# Taking your work with you



## cda (Jul 11, 2015)

http://www.dasparkhotel.net/index.php?lang=EN


----------



## mark handler (Jul 11, 2015)

cda said:
			
		

> Taking your work with you


don't understand the title?

These are hotel rooms... Are you impling there are working girls, at the hotel?


----------



## cda (Jul 12, 2015)

Looks like my office a Sewer pipe,

And I know some people are down in the Dumps.


----------



## conarb (Jul 12, 2015)

cda said:
			
		

> Looks like my office a Sewer pipe,And I know some people are down in the Dumps.

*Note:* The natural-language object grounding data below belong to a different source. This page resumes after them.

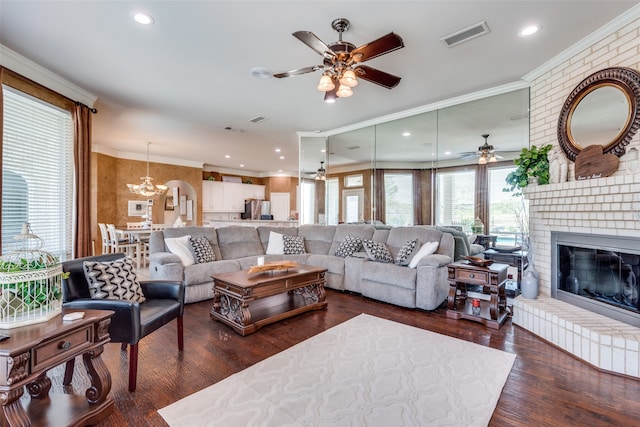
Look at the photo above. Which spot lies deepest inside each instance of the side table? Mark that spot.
(32, 350)
(490, 280)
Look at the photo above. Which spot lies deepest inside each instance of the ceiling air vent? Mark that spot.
(258, 119)
(466, 34)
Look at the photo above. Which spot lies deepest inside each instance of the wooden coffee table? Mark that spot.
(246, 301)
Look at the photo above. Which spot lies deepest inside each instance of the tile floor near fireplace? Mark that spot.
(598, 340)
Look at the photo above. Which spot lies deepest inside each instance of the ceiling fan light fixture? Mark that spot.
(344, 91)
(349, 79)
(326, 84)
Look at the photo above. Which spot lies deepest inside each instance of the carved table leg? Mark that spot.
(39, 388)
(99, 374)
(493, 306)
(13, 412)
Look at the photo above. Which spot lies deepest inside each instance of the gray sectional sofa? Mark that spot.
(237, 248)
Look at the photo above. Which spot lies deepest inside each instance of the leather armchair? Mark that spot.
(132, 321)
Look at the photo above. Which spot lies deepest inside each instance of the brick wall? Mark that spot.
(609, 206)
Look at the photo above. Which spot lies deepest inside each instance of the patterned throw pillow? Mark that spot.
(113, 280)
(377, 251)
(405, 252)
(293, 245)
(349, 246)
(201, 249)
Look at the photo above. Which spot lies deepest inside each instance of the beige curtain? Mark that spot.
(379, 195)
(82, 162)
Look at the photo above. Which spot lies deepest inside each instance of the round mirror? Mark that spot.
(601, 110)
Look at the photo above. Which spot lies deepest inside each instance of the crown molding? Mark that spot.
(601, 33)
(29, 69)
(497, 90)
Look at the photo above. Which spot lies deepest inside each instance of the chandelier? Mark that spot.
(321, 173)
(486, 152)
(147, 188)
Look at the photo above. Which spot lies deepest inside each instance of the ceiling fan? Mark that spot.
(342, 61)
(485, 154)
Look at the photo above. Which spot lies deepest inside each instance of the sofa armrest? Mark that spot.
(434, 260)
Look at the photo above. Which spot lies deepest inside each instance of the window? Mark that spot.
(37, 172)
(333, 197)
(398, 189)
(455, 198)
(506, 212)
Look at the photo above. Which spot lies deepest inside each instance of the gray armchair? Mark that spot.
(132, 320)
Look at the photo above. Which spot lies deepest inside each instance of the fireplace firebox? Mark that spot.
(597, 272)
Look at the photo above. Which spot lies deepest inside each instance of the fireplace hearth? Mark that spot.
(598, 273)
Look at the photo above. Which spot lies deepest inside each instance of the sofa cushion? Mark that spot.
(406, 252)
(317, 238)
(377, 251)
(113, 280)
(349, 246)
(293, 245)
(157, 244)
(237, 242)
(181, 247)
(201, 250)
(265, 231)
(361, 231)
(276, 244)
(425, 250)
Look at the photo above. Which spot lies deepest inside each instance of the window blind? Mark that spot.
(37, 172)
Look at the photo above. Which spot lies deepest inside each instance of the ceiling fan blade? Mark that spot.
(381, 46)
(298, 71)
(311, 40)
(376, 76)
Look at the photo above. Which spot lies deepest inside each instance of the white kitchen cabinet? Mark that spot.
(218, 196)
(253, 191)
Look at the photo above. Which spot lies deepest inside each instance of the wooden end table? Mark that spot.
(490, 280)
(247, 301)
(32, 350)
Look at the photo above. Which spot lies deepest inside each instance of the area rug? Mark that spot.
(366, 371)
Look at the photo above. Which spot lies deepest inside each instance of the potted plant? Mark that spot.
(532, 163)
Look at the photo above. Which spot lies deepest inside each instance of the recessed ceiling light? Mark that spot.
(261, 73)
(527, 31)
(143, 18)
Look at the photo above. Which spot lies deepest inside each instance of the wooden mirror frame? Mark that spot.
(625, 79)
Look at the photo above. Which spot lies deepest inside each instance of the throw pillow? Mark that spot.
(426, 249)
(405, 252)
(349, 246)
(181, 247)
(377, 251)
(293, 245)
(113, 280)
(201, 250)
(276, 244)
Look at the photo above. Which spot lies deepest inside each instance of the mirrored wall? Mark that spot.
(427, 168)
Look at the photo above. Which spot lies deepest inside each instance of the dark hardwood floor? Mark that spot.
(546, 387)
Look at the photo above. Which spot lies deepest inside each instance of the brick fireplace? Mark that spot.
(601, 207)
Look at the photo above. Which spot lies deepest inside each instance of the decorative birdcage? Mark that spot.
(30, 282)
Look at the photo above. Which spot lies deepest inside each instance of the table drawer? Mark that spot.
(472, 275)
(55, 350)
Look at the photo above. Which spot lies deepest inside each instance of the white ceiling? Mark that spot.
(181, 81)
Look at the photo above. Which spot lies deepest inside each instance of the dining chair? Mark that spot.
(131, 249)
(132, 321)
(106, 246)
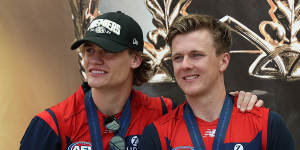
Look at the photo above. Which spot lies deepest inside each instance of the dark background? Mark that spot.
(279, 95)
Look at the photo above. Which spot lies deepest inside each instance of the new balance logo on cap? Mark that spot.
(135, 42)
(102, 25)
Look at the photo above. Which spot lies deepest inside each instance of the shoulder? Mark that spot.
(68, 107)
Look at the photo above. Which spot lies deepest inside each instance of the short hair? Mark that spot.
(189, 23)
(141, 74)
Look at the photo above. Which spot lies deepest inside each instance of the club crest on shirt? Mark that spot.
(80, 146)
(132, 142)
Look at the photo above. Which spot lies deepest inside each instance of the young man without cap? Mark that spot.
(106, 113)
(209, 119)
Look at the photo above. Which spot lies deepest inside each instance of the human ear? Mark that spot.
(135, 61)
(224, 61)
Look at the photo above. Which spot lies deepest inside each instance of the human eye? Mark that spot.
(177, 58)
(197, 55)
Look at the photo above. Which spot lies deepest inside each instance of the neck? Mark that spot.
(111, 101)
(208, 106)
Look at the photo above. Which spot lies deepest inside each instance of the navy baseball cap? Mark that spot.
(114, 32)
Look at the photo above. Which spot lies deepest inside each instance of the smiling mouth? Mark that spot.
(97, 72)
(191, 77)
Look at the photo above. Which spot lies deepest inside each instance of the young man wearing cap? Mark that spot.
(106, 113)
(209, 119)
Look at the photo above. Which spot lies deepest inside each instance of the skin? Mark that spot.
(110, 76)
(199, 72)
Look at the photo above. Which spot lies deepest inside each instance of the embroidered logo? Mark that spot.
(104, 26)
(80, 146)
(238, 147)
(209, 133)
(134, 140)
(135, 42)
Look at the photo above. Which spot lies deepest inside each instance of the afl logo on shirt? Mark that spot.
(80, 146)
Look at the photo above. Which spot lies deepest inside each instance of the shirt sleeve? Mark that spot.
(39, 135)
(150, 139)
(279, 137)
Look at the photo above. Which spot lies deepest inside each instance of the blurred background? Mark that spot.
(38, 69)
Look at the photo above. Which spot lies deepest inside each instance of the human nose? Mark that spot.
(186, 63)
(97, 58)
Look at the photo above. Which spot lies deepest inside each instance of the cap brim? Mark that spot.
(106, 44)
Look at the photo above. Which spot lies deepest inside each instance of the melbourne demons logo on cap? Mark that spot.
(80, 146)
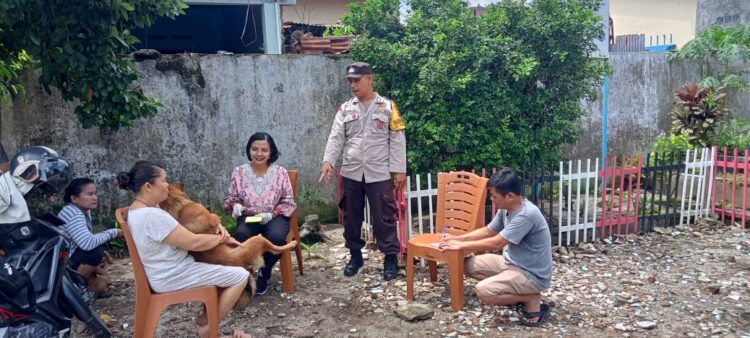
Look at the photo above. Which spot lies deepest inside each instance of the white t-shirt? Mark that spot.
(149, 227)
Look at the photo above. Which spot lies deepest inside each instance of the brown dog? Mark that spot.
(196, 218)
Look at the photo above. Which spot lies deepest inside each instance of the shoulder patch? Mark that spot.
(397, 123)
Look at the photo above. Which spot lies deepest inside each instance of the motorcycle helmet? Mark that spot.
(42, 167)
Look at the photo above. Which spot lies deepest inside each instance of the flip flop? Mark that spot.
(542, 315)
(518, 307)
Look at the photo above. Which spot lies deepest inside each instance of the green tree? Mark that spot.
(78, 48)
(730, 47)
(480, 91)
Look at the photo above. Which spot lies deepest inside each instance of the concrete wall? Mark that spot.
(201, 134)
(315, 12)
(726, 13)
(663, 17)
(641, 92)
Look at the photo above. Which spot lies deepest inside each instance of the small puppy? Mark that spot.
(196, 218)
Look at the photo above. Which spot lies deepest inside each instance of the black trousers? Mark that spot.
(275, 231)
(382, 207)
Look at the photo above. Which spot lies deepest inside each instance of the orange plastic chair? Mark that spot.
(149, 304)
(285, 264)
(460, 209)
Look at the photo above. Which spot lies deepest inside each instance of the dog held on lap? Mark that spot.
(196, 218)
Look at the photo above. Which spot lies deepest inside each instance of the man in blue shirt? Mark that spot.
(519, 275)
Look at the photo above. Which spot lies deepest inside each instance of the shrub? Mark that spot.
(697, 112)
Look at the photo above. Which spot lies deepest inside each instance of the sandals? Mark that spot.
(542, 315)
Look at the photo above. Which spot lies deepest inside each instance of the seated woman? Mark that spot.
(261, 188)
(163, 245)
(88, 256)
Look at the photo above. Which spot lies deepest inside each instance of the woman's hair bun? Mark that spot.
(123, 180)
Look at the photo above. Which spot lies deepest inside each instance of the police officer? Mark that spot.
(370, 132)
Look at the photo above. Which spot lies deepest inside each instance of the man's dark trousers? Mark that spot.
(383, 210)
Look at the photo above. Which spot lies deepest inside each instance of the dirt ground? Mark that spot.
(688, 281)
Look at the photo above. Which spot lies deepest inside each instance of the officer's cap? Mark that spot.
(358, 69)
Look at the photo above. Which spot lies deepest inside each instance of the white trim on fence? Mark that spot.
(588, 222)
(418, 193)
(696, 197)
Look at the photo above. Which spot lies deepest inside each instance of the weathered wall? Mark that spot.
(641, 92)
(726, 13)
(201, 134)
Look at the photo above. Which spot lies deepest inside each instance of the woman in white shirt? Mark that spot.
(163, 245)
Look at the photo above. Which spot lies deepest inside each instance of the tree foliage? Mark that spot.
(498, 89)
(697, 112)
(729, 46)
(78, 48)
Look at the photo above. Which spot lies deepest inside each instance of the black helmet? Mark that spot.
(42, 167)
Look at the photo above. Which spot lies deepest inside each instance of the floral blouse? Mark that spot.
(270, 193)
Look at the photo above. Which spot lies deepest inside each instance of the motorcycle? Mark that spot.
(39, 292)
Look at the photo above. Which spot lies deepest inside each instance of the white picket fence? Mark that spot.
(577, 198)
(697, 184)
(584, 224)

Your office is not ADA compliant?


----------



## cda (Jul 12, 2015)

Hay,

It's type I construction,

What more do you want ??


----------



## MASSDRIVER (Jul 12, 2015)

cda said:
			
		

> Hay,It's type I construction,
> 
> What more do you want ??


A designated properly marked van accessible parking space with official and properly marked signage along a sloped path with guardrail and turning circles leading to a ramp with hard surfaces and tactile markings indicating a door with approved levers and pushbars that opens onto a room with wide aisles to the left and right side of the bed and nightstands with push button lights and phones for the hearing impaired and braille signs for the blind.

To start.

Then it gets complicated.

Brent.


----------